Trial beings Monday for a civil suit between the DVD Copy Control Association and home server maker Kaliedescape Inc that could touch on questions about what fair use rights systems makers and end users have with their digital media.
SAN JOSE, Calif. Trial begins Monday here for a civil suit that could become a test case on questions about what fair use rights systems makers and end users have with their digital media. The DVDCopy Control Association (DVD CCA) is suing Kaleidescape Inc. (Mountain View, Calif.), claiming the company's home servers violate in several ways a contract designed to protect DVDs from being copied.
Kaleidescape's high-end servers can store and back up hundreds of DVD and CD music and movie files on hard disks and send the digital files over a wired Ethernet home network to Kaleidescape players in the house. The systems also have an Internet connection to gather metadata about the music and movies and downloadsoftware updates from the company.

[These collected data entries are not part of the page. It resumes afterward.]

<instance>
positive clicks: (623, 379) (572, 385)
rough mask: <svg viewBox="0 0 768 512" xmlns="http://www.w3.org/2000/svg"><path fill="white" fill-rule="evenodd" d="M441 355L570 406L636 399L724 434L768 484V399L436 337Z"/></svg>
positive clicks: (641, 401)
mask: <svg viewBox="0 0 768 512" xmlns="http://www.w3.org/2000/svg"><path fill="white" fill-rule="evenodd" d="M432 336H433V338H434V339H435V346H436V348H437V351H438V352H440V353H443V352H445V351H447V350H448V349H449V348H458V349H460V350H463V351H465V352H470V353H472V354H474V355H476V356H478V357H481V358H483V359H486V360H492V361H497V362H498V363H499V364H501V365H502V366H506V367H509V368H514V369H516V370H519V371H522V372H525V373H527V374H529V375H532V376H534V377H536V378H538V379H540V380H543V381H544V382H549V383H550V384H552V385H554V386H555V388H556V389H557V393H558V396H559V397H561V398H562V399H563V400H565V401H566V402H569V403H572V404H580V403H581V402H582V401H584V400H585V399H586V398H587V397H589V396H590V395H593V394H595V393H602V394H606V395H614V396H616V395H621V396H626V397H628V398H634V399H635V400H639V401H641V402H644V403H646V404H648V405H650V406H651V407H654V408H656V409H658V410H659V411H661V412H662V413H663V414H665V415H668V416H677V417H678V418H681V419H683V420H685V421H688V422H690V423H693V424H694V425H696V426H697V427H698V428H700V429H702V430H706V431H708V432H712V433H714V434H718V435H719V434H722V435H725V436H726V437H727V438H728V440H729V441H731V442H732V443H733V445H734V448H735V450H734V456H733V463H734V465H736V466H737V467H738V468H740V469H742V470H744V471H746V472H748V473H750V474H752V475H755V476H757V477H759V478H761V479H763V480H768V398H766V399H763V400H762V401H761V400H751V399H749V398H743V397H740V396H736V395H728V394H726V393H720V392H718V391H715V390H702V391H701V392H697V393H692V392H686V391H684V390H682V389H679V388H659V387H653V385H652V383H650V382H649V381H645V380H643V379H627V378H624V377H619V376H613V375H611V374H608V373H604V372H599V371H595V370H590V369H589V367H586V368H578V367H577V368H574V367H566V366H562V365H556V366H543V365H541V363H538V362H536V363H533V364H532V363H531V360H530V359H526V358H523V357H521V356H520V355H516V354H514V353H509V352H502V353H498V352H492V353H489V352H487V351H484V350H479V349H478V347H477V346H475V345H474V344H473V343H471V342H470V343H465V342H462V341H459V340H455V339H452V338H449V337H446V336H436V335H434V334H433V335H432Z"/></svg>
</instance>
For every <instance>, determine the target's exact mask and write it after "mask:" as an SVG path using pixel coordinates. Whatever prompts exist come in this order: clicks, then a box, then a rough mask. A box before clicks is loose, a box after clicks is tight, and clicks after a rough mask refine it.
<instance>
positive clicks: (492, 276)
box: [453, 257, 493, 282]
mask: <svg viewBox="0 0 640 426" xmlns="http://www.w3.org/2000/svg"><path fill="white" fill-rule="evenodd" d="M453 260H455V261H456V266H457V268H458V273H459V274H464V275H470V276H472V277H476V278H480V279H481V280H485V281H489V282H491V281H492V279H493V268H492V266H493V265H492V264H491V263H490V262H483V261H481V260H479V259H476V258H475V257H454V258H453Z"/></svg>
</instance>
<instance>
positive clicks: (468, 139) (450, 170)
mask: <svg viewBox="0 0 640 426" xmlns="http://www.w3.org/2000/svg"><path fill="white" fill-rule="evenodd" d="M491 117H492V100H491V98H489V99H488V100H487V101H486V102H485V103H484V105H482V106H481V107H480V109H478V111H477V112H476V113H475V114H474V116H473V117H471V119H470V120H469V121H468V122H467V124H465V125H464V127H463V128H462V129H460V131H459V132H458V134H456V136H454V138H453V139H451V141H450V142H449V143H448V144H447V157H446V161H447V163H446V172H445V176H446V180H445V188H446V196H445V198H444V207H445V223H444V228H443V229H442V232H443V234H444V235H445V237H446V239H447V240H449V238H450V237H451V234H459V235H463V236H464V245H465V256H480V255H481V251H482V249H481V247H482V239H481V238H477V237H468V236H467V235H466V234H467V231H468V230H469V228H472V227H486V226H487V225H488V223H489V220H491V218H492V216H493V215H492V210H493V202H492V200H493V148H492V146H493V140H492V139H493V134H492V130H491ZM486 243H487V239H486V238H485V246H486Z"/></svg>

Lawyers for the DVD CCA say the case will have a narrow focus on the specifics of Kaleidescape's contract with their consortium. The group of studios and systems companies administers the Content Scramble System (CSS) designed to protect DVD content from unauthorized copying.
"There won't be any fair-use issues coming up, this is just a breech of contract case. It's not about copyright infringement. It's very narrow and simple," said Bill Coats, an attorney with White & Case LLP (Palo Alto, Calif.) representing the DVD CCA.
A lawyer with the Electronic Frontier Foundation who has been following the case since it was filed in December 2004 disagreed. The EFF does not represent Kaleidescape.
"This is a case where what is essentially a cartel is stifling legitimate innovation where there is clear market demand and a technical capability," said Fred von Lohmann, a senior staff attorney with the EFF.
"The DVD CCA is misusing the copyright law to take away people's fair use rights," said Michael Malcolm, founder and chief executive of Kaleidescape in an interview with EE Times. The company has filed a written brief to that effect, he added.
For its part, the DVD CCA is likely to allege the Kaleidescape system can be used to make copies of rental DVDs for indefinite viewing. Malcolm said his company has had about four examples of such activity in the course of selling about 3,000 systems to date.
"We have had tech support calls from people with a problem importing a disk, and it turned out the problem was it was a scratched disk because it was a rental. We had our legal counsel call and advise them such use is not authorized," said Malcolm.
Kaleidescape sells packages of DVDs such as a collection of all movies that have won an Academy Award. The company made about $750,000 on DVD sales last year and expects to make more than $1 million in 2007.
"Most of our customers will go out and buy 200-300 DVDs when they buy a system," said Malcolm.
"The Kaleidescape product is not focused on enabling file sharing over the Net," von Lohmann said. "If you can afford $10,000 for a home server, you can afford $10 for a DVD," he added.